Privater Forellenzuchtbetrieb in Sachsen-Anhalt meistert Marktwirtschaft


In Kreisen der Binnenfischer der neuen Bundesländer ist der Ingenier für Landtechnik Herr Gahrns, der Besitzer der Forellenzucht in Gardelegen, kein Unbekannter. Nach der Enteignung seines Fahrzeugbaubetriebes im Jahre 1972 machte er sein Hobby, die Forellenzucht, zum Beruf und hatte dabei durch die Qualität seiner Produktion und durch die Zuverlässigkeit bei seinen Lieferungen beachtliche Erfolge. Ihm gelang es trotz Behinderung durch die Behörden der ehemaligen DDR, einen Fischereibetrieb aufzubauen, der 1989 eine Produktion von 80 t Forellensetzlingen und 10 t Speiseforellen erreichte.

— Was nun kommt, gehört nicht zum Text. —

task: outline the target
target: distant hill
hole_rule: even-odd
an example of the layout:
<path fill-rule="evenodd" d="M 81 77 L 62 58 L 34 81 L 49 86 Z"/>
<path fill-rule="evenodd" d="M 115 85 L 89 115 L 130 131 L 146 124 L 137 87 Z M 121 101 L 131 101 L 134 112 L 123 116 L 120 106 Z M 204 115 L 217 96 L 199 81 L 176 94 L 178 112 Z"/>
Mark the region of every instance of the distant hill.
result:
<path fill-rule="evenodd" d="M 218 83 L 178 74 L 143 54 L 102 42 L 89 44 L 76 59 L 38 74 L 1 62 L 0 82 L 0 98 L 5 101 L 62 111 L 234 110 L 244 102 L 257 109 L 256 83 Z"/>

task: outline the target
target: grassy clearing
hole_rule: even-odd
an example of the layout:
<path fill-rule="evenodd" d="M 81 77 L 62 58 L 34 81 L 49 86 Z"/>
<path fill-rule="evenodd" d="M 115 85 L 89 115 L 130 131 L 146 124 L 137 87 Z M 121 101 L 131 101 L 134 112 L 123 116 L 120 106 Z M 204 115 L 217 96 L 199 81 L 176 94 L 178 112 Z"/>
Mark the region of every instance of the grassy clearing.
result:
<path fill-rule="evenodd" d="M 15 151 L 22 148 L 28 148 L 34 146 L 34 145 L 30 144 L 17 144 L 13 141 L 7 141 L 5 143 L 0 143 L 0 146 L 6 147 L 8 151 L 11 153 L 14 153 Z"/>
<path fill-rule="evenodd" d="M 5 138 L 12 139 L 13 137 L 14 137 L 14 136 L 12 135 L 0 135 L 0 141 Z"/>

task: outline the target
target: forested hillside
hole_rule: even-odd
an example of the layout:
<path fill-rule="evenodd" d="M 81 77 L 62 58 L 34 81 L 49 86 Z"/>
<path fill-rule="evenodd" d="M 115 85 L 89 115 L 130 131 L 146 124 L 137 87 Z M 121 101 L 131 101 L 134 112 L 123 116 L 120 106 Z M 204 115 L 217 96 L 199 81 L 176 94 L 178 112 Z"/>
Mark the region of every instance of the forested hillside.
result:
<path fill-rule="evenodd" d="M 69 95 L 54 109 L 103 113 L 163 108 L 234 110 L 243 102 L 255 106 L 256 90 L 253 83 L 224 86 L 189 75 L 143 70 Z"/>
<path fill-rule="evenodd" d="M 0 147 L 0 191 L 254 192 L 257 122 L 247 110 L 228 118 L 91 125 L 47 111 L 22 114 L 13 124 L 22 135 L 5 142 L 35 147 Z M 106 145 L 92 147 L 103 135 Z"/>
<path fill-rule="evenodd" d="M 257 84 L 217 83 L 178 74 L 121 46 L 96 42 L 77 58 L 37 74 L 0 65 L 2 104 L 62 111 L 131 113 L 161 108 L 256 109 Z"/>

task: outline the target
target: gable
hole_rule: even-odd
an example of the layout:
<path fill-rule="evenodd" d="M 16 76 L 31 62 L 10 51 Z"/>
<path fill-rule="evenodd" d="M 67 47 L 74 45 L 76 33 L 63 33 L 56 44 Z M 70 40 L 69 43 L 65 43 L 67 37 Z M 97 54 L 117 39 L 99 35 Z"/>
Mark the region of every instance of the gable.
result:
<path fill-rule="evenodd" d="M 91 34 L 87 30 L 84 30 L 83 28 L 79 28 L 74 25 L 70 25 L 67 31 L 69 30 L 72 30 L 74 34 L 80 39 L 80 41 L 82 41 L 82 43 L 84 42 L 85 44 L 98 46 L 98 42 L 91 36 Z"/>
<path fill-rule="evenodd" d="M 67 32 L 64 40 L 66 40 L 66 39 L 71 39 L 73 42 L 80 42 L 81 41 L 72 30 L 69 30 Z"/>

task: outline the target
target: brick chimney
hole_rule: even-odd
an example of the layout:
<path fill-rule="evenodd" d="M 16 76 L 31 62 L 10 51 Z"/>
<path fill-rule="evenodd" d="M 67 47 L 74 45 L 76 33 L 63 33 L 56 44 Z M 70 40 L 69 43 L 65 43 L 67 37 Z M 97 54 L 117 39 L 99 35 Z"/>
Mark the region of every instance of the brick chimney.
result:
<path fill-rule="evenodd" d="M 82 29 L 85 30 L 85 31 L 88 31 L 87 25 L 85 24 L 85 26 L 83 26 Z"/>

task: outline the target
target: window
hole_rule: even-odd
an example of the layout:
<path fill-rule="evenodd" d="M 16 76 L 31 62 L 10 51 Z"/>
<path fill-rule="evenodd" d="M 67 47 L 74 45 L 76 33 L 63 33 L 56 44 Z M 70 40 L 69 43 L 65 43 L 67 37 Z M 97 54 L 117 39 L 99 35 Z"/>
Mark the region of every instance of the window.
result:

Doch nicht nur die Forellenproduktion machte Herrn Gahrns bekannt, sondern auch seine Entwicklung auf dem Gebiet der technischen Belüftung, über die er schon 1988 in der “Zeitschrift für Binnenfischerei” berichtete.


Wie dieser Binnenfischereibetrieb versuchte, die neuen Bedingungen zu meistern, mit denen auch andere große Schwierigkeiten haben, ist sicher für viele Leser interessant.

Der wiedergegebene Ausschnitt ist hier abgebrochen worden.